Let’s move past Rachel Bovard’s misconception of the Senate’s rulemaking authority and address her three additional arguments against Senate majority leader Mitch McConnell’s proposal to reduce the hours of post-cloture debate on district-court nominees and on most executive-branch nominees from thirty to two.
1. Bovard argues that McConnell could use “existing Senate rules” to defeat Democratic obstruction. Specifically, he could allow the full 30 hours of post-cloture debate time and then, if no senator is seeking to use the time, “could immediately call the vote” and thus “rapidly diminish” the actual hours of post-cloture debate.
There are over 1000 executive-branch positions that require Senate confirmation. (The New York Times says 1,054; Wikipedia counts 1,212.) If 30 hours of post-cloture debate occurred on all of them, that would be more than 30,000 hours of Senate floor time. There are 8,760 hours in a year. So if all the post-cloture debate time were used, the Senate might be able to complete the confirmation of a president’s initial slate of nominees some time in the middle of the president’s last year in office. And I haven’t even added in the judicial nominees.
Bovard’s claim that McConnell “could immediately call the vote” if no one is seeking to use the time ignores the routine practice in which a senator, upon completing his or her remarks, suggests the absence of a quorum. That practice prevents the presiding officer (not McConnell) from calling the vote.
Bovard complains that senators are lazy. If so, why should McConnell find her alternative attractive? Her complaint that McConnell’s proposal “allows them to be even lazier” is an argument for the proposal, not against it. (Bovard also bizarrely complains that McConnell hasn’t been forcing Democrats to use all of their allotted post-cloture time.)
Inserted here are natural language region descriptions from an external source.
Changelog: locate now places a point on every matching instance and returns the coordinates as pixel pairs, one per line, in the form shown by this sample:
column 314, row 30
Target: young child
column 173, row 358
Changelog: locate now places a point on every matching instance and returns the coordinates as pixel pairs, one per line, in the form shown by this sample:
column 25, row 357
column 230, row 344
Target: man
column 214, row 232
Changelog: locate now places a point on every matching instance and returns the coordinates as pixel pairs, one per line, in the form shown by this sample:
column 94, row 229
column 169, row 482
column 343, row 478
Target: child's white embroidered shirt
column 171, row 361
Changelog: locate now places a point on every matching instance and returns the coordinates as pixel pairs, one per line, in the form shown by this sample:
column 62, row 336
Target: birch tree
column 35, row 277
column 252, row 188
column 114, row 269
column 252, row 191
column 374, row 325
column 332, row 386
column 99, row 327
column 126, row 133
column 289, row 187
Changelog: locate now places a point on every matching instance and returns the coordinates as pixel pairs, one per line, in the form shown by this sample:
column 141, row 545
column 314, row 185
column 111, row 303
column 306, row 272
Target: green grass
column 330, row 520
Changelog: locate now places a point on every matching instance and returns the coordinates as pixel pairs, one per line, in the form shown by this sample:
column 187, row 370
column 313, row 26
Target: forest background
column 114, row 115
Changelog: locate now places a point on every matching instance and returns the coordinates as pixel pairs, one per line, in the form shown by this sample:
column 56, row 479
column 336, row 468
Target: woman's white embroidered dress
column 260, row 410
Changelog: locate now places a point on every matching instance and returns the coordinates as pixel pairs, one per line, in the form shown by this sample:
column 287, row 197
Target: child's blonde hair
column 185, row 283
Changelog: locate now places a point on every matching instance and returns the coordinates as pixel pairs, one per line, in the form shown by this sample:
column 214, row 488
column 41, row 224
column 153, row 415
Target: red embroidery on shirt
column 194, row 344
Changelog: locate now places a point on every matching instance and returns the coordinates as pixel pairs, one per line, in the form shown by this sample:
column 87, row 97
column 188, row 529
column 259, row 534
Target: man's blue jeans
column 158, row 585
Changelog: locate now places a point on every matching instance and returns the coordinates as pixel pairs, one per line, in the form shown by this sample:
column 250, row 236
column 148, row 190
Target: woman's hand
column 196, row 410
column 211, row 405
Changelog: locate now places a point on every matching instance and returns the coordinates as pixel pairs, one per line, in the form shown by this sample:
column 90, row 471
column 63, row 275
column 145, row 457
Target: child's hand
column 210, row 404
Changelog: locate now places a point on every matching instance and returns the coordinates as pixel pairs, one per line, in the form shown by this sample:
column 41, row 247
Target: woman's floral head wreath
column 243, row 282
2.Bovard argues that the adoption of McConnell’s proposal would give the Senate “greater incentive to go hard in the paint for judges, forsaking the rest of Trump’s nominees.”
I can’t make heads or tails of this argument. McConnell’s proposal applies to district-court judges and most executive-branch nominees. So if you care about getting more of President Trump’s political appointees in place, you should be supporting it.
3. Bovard argues that the adoption of McConnell’s proposal “ultimately puts the 60-vote requirement for legislation at risk.”
Although she places it last, this, I suspect, is Bovard’s real reason. It’s the same argument that some current and former Senate Republican staffers (perhaps including Bovard, certainly including some of her close associates) made back in November 2014 for restoring the judicial filibuster after Republicans won control of the Senate. I argued back then that that proposal was bonkers, and everything since then has vindicated my judgment. If you’re happy with President Trump’s judicial appointments—most of the best of whom have been confirmed with fewer than 60 votes—you should be delighted that that effort to restore the filibuster failed.
As I wrote back then, the long-settled tradition of the Senate has been to treat debate over nominations and legislation very differently, and it’s strange that some ardent proponents of the legislative filibuster insist on linking them. The legislative filibuster owes its continued existence not to any formal obstacle that would prevent a Senate majority from abolishing it but rather to a widespread, if increasingly fragile, consensus that it is valuable. Bovard’s contention that adoption of McConnell’s proposal would have any meaningful bearing on that consensus strikes me as highly speculative at best. And, contrary to what she argues, the “payoff” from adopting that proposal, both for judicial nominees and executive-branch nominees, would be high.